Ways of Looking #1 (September '24)
In this issue: a $37 life-changing stretching device, an unexpected reason to donate blood, five articles I wrote in September, and more...
Welcome to Ways of Looking. Roughly every month, I send my friends a few things I’m enjoying — content, products, and experiments — and summaries of anything I’ve written recently.
About me: I’m a three-time founder (Eco, CoinList, Sidewire) based in Austin, TX. I’m currently spending time on: Eco, exploring the home health & environmental toxins space, supporting FreeWorld, hacking on a few products, and investing in and advising great companies and founders.
Check out my more regular writing and reply to this email anytime. Thanks for reading.
— Andy
In this issue: a $37 life-changing stretching device, an unexpected reason to donate blood, five articles I wrote in September (including on Toxic Progress, Minimum Effective Quantification, and how to get the truth on reference calls), and more.
What I’m enjoying
Product: Fanlecy back stretcher.
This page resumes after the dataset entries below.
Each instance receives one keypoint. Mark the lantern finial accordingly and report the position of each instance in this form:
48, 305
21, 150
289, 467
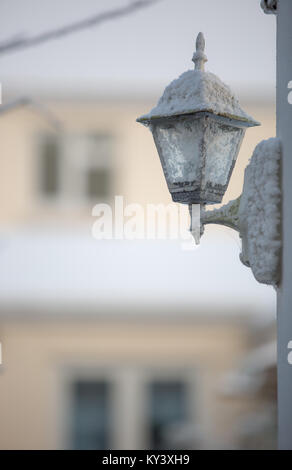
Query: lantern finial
199, 57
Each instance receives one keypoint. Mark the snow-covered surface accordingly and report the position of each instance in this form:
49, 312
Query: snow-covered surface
73, 270
259, 212
194, 91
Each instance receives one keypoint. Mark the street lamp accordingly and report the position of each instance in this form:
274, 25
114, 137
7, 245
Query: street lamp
198, 126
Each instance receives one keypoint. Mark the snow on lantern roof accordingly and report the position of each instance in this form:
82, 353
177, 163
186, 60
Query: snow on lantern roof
198, 91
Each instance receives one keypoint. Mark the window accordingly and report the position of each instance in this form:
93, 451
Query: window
50, 167
76, 168
91, 408
167, 407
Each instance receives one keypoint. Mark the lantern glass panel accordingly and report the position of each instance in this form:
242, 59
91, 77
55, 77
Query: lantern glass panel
179, 143
197, 153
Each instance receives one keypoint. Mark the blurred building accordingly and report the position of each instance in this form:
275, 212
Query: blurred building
114, 343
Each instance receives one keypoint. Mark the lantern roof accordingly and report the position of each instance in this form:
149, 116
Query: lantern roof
198, 91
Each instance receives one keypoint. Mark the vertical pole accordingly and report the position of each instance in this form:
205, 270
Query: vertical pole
284, 310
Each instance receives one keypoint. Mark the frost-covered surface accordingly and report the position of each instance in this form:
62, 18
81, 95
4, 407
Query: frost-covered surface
194, 91
260, 212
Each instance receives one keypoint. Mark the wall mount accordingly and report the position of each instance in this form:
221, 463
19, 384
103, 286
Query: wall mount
256, 214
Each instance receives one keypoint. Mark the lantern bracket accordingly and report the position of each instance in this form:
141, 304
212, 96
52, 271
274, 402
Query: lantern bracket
256, 214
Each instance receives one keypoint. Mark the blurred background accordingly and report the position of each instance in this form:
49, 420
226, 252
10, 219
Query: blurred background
118, 344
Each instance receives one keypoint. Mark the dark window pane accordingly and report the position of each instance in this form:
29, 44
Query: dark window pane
50, 167
98, 183
90, 415
168, 406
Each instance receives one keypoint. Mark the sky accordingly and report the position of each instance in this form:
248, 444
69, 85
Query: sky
143, 51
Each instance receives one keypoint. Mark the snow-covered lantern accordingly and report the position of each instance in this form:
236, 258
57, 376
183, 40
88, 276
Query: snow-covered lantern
198, 126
Yes, it looks ridiculous (imagine a year or two ago when all they had was the flesh-colored one), but I’m pretty sure I’ve sold at least a dozen of these to friends. Lie down for 5-10 minutes, move your arms around, and your back will feel 100x better.
Book: The Caesars Palace Coup, by Sujeet Indap and Max Frumes. Really great inside story of the Caesars saga, from buyout to bankruptcy and back. Excellent inside color on the whole situation. My only gripe: it needed better copy editing.
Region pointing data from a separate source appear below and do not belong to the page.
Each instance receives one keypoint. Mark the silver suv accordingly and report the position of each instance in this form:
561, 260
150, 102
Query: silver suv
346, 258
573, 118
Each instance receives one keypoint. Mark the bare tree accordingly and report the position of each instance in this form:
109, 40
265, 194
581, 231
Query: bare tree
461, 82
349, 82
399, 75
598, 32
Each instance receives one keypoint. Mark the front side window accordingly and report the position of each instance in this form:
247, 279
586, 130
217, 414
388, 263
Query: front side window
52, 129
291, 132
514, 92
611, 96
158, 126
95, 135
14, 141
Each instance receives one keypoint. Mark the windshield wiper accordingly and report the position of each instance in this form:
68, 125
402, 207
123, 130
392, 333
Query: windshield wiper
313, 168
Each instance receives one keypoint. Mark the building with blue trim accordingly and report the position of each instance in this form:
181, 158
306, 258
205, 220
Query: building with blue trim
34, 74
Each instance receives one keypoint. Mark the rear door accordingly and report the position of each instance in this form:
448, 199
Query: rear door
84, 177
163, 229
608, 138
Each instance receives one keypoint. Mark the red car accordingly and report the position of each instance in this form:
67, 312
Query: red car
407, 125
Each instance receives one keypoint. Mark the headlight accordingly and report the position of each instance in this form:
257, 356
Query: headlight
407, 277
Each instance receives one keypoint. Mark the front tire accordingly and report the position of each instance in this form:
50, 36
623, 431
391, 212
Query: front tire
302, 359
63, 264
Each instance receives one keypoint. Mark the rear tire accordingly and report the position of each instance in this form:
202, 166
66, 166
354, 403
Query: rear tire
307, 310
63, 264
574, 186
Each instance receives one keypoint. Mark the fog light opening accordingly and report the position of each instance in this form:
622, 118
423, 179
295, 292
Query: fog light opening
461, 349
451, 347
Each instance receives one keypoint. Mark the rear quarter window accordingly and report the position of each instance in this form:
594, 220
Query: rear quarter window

Experiment: niche, but: if your blood tests show high SHBG and you have normal-to-high iron saturation, consider donating blood or getting therapeutic phlebotomy (after consulting a medical professional, which I am not). I’ve had high SHBG for a long time, no doctor has ever been able to improve it, and it turns out that simply dumping some blood fixes it. Doing so may also have other benefits, like reducing PFAS levels in the body. Maybe bloodletting and leeches are Lindy after all…
Article: Lab-grown diamonds, by Javid Lakha. If you’re like me, you’ve heard some buzz about lab-grown diamonds, but know little beyond “I think they’re pretty much the same as real ones?” This article fills in all the gaps. Feels like the unfolding Moore’s-Law-of-diamonds shown below is likely to continue to impact the market.
App: Claude’s Projects and Artifacts features. I had been mostly a ChatGPT user (and still love it for multimodal, o1, etc.), but my friend Justin Mares convinced me to give Claude a try.
The Projects feature is amazing for code or writing — I upload a bunch of context (for code: an architecture writeup for the project, my preferences, some of the codebase; for writing: examples of what I’m going for, either stylistic or content) and then when I prompt it, all that context is in memory.
And Artifacts is great for those same use cases — it’s so nice to be able to prompt for edits/changes and it updates the Artifact file in place, instead of spewing out partial content in the response body.
What I’ve written
Tools for getting the truth on reference calls — reference calls are an exercise in collecting data the respondent is hesitant to share. This post is about tools for getting that information.
The Toxic Progress Paradox — Progress is Good, but also causes us plenty of problems. Why is that, and how can we reconcile those perspectives?
Minimum Effective Quantification — I used to be big into “quantified self,” but ran into diminishing returns on tracking data. MEQ is my answer to the problem, and helps give me the best chance to feel great every day.
How I write investor updates — here’s the investor update format I’ve refined over the last decade.
On Freedom Phones and Focus Accounts — how to set up a distraction-free phone that solves for common objections (“what about emergencies??”).